Alaska Spring Bear Hunt - Report #4

Bill Hefner

New member
Dec 17, 2000
St. Petersburg, FL USA
2001 Spring Bear Hunt #4
Friday, May 4, 2001

About two hours ago, Tony Lee, my outfitter friend in Alaska called me with details of his latest group of spring bear hunters. After a false spring last week with temperatures in the low 50s, the weather turned against them two days ago with a winter storm dumping 6” of snow overnight and low temperatures down to +8°F. Even in the “heat” of the afternoon while Tony was flying his Super Cub, the outside thermometer in the plane never registered above +15°F. Br-r-r-r-r!!!

They used their snow machines to pack down the new snow on the runway they made on the frozen lake. With the low temperatures it looks as if they may be able to get another week or so out of the snow-packed runway before it starts to break up from spring thaws.

Despite the cold weather, the snow was a welcomed addition to the hunt because it was hard to spot bears against a brown terrain from the air and then track them over dry ground. So far, in this 3rd group of three hunters there are 2 bears down and 2 days remaining for the third hunter.

Both bears were taken were over fresh moose kills. The larger of the two was a nice 9 ft. 2 in. with a 27-3/4” skull and was taken at 70 yards with a .375 H&H Magnum. Considering the current #5 SCI grizzly one of Tony’s hunters took last spring with a skull of 27-1/4” this year’s bear should be the new #5 SCI grizzly. The second bear that was taken was about 9 ft. and was taken at about 100 yards with a .300 Winchester Magnum. Both bears were taken between 50-75 miles from camp.

Incidentally, so far this season Tony’s hunters have not taken any bear taken under 8 ft. 8 in. And with the 9’ 8” monster that measured 28-1/8” it looks like Tony’s hunters have the new #2 and #5 SCI grizzlies.

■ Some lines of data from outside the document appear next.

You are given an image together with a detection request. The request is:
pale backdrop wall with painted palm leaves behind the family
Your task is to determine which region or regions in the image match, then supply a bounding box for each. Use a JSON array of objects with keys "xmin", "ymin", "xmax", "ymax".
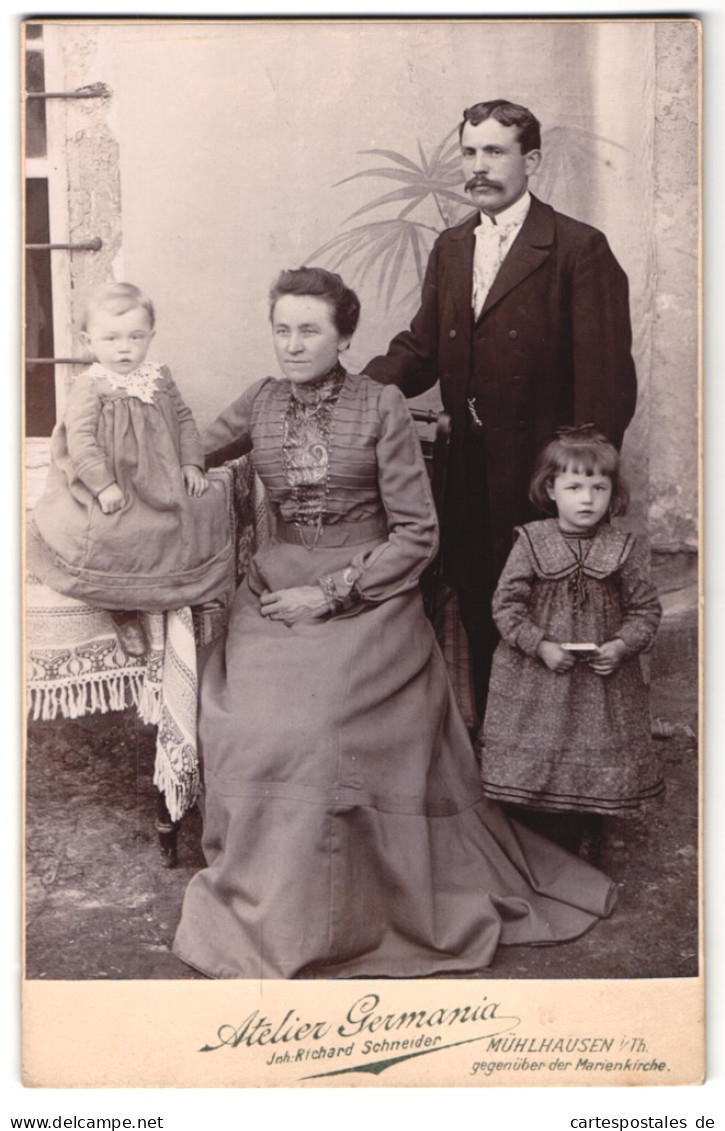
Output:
[{"xmin": 32, "ymin": 20, "xmax": 698, "ymax": 546}]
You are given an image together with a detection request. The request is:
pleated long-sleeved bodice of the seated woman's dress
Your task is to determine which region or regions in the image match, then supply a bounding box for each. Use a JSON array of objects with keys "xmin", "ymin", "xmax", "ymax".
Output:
[{"xmin": 202, "ymin": 371, "xmax": 438, "ymax": 602}]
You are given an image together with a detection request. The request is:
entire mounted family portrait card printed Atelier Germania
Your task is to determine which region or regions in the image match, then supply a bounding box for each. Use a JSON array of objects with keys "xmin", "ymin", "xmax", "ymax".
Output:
[{"xmin": 20, "ymin": 17, "xmax": 705, "ymax": 1087}]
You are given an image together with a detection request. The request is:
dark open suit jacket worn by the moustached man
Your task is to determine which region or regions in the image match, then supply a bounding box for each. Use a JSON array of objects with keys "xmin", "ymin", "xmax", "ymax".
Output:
[{"xmin": 365, "ymin": 196, "xmax": 637, "ymax": 585}]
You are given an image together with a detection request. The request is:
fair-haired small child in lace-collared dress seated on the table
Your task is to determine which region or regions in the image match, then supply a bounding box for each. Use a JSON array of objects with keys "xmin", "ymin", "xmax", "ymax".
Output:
[{"xmin": 28, "ymin": 283, "xmax": 232, "ymax": 656}]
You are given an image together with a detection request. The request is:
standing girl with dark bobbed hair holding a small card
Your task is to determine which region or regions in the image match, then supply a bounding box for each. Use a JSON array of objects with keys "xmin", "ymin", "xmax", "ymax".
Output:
[{"xmin": 478, "ymin": 425, "xmax": 663, "ymax": 861}]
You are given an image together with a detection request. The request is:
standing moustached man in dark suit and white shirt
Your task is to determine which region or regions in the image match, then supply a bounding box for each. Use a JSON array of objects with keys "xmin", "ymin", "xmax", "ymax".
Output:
[{"xmin": 365, "ymin": 98, "xmax": 637, "ymax": 714}]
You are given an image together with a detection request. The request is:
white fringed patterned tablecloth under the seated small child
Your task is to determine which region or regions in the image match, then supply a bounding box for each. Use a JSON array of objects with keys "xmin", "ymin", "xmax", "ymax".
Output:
[{"xmin": 25, "ymin": 456, "xmax": 269, "ymax": 820}]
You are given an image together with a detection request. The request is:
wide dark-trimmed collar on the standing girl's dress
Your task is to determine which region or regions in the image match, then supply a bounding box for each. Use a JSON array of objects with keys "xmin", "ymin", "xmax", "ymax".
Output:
[{"xmin": 516, "ymin": 518, "xmax": 635, "ymax": 578}]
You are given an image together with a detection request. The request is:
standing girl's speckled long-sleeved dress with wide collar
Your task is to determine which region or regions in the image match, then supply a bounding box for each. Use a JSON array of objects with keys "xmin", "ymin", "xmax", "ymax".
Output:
[{"xmin": 478, "ymin": 519, "xmax": 663, "ymax": 817}]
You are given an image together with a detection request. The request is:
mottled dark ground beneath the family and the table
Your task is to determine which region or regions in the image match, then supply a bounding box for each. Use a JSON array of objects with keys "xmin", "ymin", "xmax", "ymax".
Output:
[{"xmin": 25, "ymin": 556, "xmax": 698, "ymax": 979}]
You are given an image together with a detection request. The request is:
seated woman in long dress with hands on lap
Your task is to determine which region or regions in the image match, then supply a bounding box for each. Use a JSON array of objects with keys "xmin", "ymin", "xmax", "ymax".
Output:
[{"xmin": 174, "ymin": 267, "xmax": 614, "ymax": 978}]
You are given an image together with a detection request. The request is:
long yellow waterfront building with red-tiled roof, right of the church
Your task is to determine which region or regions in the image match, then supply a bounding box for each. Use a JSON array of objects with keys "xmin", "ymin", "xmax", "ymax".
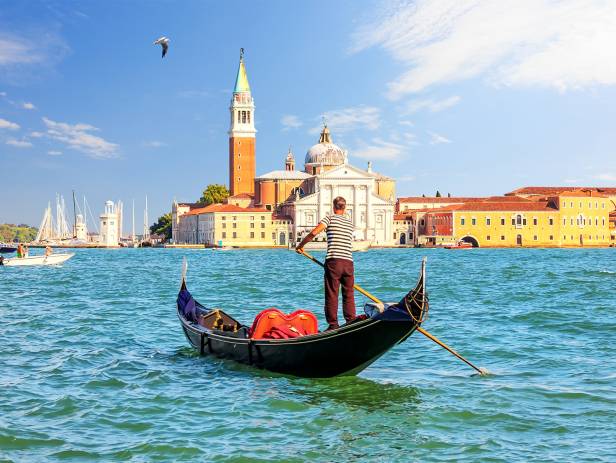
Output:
[{"xmin": 420, "ymin": 191, "xmax": 612, "ymax": 247}]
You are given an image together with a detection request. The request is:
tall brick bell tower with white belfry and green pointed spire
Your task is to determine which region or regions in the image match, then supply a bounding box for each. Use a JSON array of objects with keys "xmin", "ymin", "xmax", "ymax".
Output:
[{"xmin": 229, "ymin": 48, "xmax": 257, "ymax": 196}]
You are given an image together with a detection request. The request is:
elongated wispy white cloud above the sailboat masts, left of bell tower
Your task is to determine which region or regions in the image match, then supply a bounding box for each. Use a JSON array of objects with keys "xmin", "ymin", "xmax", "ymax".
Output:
[{"xmin": 43, "ymin": 117, "xmax": 118, "ymax": 159}]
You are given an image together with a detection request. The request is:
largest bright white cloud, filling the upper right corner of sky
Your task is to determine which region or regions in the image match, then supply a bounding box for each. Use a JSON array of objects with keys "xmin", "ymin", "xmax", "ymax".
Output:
[{"xmin": 353, "ymin": 0, "xmax": 616, "ymax": 99}]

Tony has been averaging about 21 hours of flying time per bear kill, which is below average. He said an air taxi flew in 4 hunters over a week ago and dropped them off in the same general area for 10 days but no one shot anything. Flying and scouting is essential for spring bear hunting. When you consider it cost about $100 plus per hour to operate a Super Cub, you can quickly see why it cost as much as it does for a spring grizzly hunt.

That’s it for now. I should hear from Tony again toward next weekend and will have another spring bear report for y’all.

Keep in mind there are still several unguided moose hunts this fall in Unit 19, which will probably the last time non-residents can hunt moose without a guide. He is down to under a dozen unguided caribou hunts in Unit 17 in August and only 2 in early September. There’s also 1 guided 10-day moose hunt left for early September. If you’re interested in any of these, let Tony or me know, OK? Later………..

Saturday, May 5, 2001

It was brought to my attention yesterday that in my Spring Bear Hunt – Report #4 the description could have left the impression that the bears were killed the same day the hunter was airborne. This is not, nor has it ever been the case. What happens is the outfitter scouts for bear from the air, sometimes up to 100 miles from their main camp, and when he spots the right one, hopefully a big boar on a moose kill, he returns to camp for his hunter. Together they fly to an area a good mile or so away from the bear and camp overnight then stalk the bear the following morning. If the wolves don’t chase the bear away from the moose kill overnight, chances are good the bear will still be feeding or close by. In my attempt to distribute this information in a timely fashion, while it was still news, I apologize for the appearance of any impropriety. I want to thank Ralph Nestor publicly for pointing this out to me.